Optimal Design Methodology of Maxwell Coulomb Friction Damper

An optimal design methodology of Maxwell Coulomb friction damper is proposed for minimization of resonant vibration of dynamic structures. The simple Coulomb friction damper has the problem of zero or little damping effect to the vibration of spring-mass dynamic system at resonance. This problem does not exist in the case of Maxwell Coulomb friction damper which can be formed by combining a Coulomb friction damper with a spring element in series. However, the design and analysis of Maxwell Coulomb friction damper is more complicated and an optimal design methodology of such nonlinear damper is proposed in this article.
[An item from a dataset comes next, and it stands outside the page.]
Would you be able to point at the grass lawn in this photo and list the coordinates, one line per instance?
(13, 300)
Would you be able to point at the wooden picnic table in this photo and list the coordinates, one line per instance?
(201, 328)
The nonlinear equations of motion of the proposed damper is modelled and its hysteresis loop can be constructed by combining the four different cases of stick-slide motion. Its nonlinear equations of motion are solved numerically and the optimal values of friction and stiffness of the proposed damper is determined by using a Newton search method. Experimental validation of the optimal design of Maxwell Coulomb friction damper is carried out with a prototype of the proposed damper mounted on a linear slide block platform. Close correlation with its numerical predictions is observed in its contour plot of resonant vibration amplitude of the primary system. Damping performance of proposed damper is compared to viscous damper in seismic response design of adjacent single-storey buildings and also for damping turbine blade vibrations.